你应该知道，我们将定义一个字典作为第一步。其上下文键由子链填充，输入问题传递给基线检索器，其输出（文档对象列表）由格式化文档格式化为单个字符串。问题键通过使用可运行直通简单地传递原始输入来填充。

让我们运行这个简单的管道，了解它在哪里出现故障。

from rich.console import Console # For pretty-printing output with markdown
from rich.markdown import Markdown

# Initialize the rich console for better output formatting
console = Console()

# Our complex, multi-hop, multi-source query
complex_query_adv = "Based on NVIDIA's 2023 10-K filing, identify their key risks related to competition. Then, find recent news (post-filing, from 2024) about AMD's AI chip strategy and explain how this new strategy directly addresses or exacerbates one of NVIDIA's stated risks."

print("Executing complex query on the baseline RAG chain...")
# Invoke the chain with our challenging query
baseline_result = baseline_rag_chain.invoke(complex_query_adv)

console.print("n--- BASELINE RAG FAILED OUTPUT ---")
# Print the result using markdown formatting for readability
console.print(Markdown(baseline_result))

当你运行上述代码时，我们会得到以下输出。

#### OUTPUT ####
Executing complex query on the baseline RAG chain...
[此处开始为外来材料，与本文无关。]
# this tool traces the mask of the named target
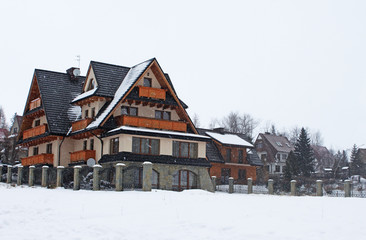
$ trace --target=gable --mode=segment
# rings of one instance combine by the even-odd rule
[[[125,79],[122,81],[120,87],[116,91],[114,99],[111,101],[106,110],[99,116],[99,118],[96,119],[96,121],[92,122],[87,127],[87,129],[93,129],[99,127],[100,125],[104,125],[106,121],[116,111],[116,108],[120,106],[121,103],[126,99],[126,97],[133,90],[133,88],[138,86],[139,84],[142,84],[142,82],[144,81],[144,77],[154,77],[154,81],[152,82],[152,84],[156,84],[156,86],[165,89],[165,91],[174,98],[177,103],[177,107],[175,109],[177,115],[181,120],[187,122],[189,130],[191,132],[197,133],[189,115],[183,108],[182,103],[178,99],[175,91],[173,90],[171,83],[166,79],[165,74],[163,73],[156,59],[150,59],[148,61],[140,63],[129,70]]]

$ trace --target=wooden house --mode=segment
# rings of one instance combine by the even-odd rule
[[[210,176],[216,176],[219,184],[227,184],[229,177],[239,184],[246,183],[248,178],[257,179],[256,170],[263,163],[245,136],[226,132],[223,128],[198,130],[211,138],[207,142],[206,155],[212,165]]]
[[[212,190],[210,139],[198,134],[155,58],[133,67],[92,61],[86,77],[79,72],[35,70],[20,130],[19,144],[29,147],[24,166],[122,162],[138,186],[149,161],[155,187]]]

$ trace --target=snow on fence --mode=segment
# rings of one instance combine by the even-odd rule
[[[149,164],[146,164],[148,169]],[[123,168],[123,166],[121,165]],[[146,170],[145,169],[145,170]],[[0,165],[0,182],[17,185],[43,185],[48,188],[55,188],[60,185],[64,188],[73,189],[75,181],[75,168],[65,167],[62,170],[58,168],[32,167],[32,175],[30,176],[30,167],[22,167],[21,165],[8,166]],[[119,171],[122,171],[121,169]],[[85,190],[142,190],[144,184],[148,184],[147,191],[159,188],[158,182],[147,181],[144,183],[143,169],[136,171],[123,171],[122,184],[116,189],[116,168],[115,167],[98,167],[95,171],[93,167],[79,166],[77,167],[78,188]],[[95,175],[97,173],[97,175]],[[122,172],[121,172],[122,173]],[[151,173],[150,173],[151,175]],[[149,176],[150,176],[149,175]],[[151,177],[151,176],[150,176]],[[57,179],[61,180],[61,184],[57,183]],[[43,179],[43,180],[42,180]],[[126,179],[129,179],[126,181]],[[31,180],[31,182],[29,182]],[[59,180],[59,181],[60,181]],[[328,197],[358,197],[366,198],[366,182],[351,180],[335,180],[324,179],[314,180],[298,178],[296,181],[285,181],[283,179],[270,179],[267,185],[252,184],[249,178],[247,184],[238,184],[233,178],[228,179],[231,184],[222,184],[222,179],[212,177],[215,191],[239,194],[276,194],[276,195],[294,195],[294,196],[328,196]],[[94,183],[97,181],[98,183]],[[291,188],[292,184],[292,188]],[[75,189],[75,188],[74,188]],[[292,192],[291,192],[292,190]]]

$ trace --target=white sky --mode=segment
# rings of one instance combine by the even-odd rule
[[[35,68],[156,57],[203,127],[238,111],[366,143],[366,1],[1,1],[0,34],[9,119]]]

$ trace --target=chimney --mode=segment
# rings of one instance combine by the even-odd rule
[[[225,128],[214,128],[213,131],[217,132],[217,133],[224,134],[225,133]]]
[[[80,76],[80,68],[75,67],[69,68],[66,70],[66,73],[69,74],[71,80],[75,80],[77,79],[77,77]]]

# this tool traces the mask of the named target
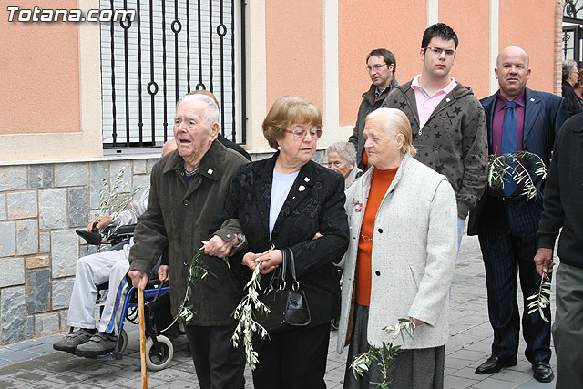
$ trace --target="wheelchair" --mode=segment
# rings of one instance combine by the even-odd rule
[[[122,250],[125,244],[129,242],[133,236],[135,225],[121,227],[108,227],[104,230],[104,236],[107,241],[104,241],[101,233],[94,227],[92,231],[86,230],[77,230],[77,235],[82,237],[87,244],[97,245],[108,244],[110,250]],[[165,255],[168,251],[165,251]],[[149,274],[148,285],[144,289],[144,317],[146,328],[146,363],[150,371],[159,371],[166,368],[174,356],[174,346],[169,337],[176,337],[181,334],[177,323],[170,328],[167,328],[172,322],[169,304],[169,287],[166,282],[158,279],[158,268],[161,262],[161,258]],[[129,289],[126,293],[119,307],[121,313],[118,325],[118,335],[116,347],[113,351],[105,355],[97,356],[96,359],[103,361],[112,361],[123,359],[123,353],[128,347],[128,333],[124,329],[124,323],[128,321],[131,323],[138,324],[138,290],[131,286],[131,281],[127,277]],[[96,303],[103,299],[104,293],[108,290],[108,282],[96,285],[97,289],[97,299]],[[103,312],[103,306],[100,307]],[[162,331],[166,330],[166,331]],[[73,331],[73,329],[71,329]],[[167,336],[168,335],[168,336]]]

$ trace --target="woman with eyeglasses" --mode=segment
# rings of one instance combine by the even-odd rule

--- BASELINE RAG FAILED OUTPUT ---
Based on the provided context, NVIDIA operates in an intensely competitive semiconductor
industry and faces competition from companies like AMD. The context mentions
that the industry is characterized by rapid technological change. However, the provided documents do not contain any specific information about AMD's recent AI chip strategy from 2024 or how it might impact NVIDIA's stated risks.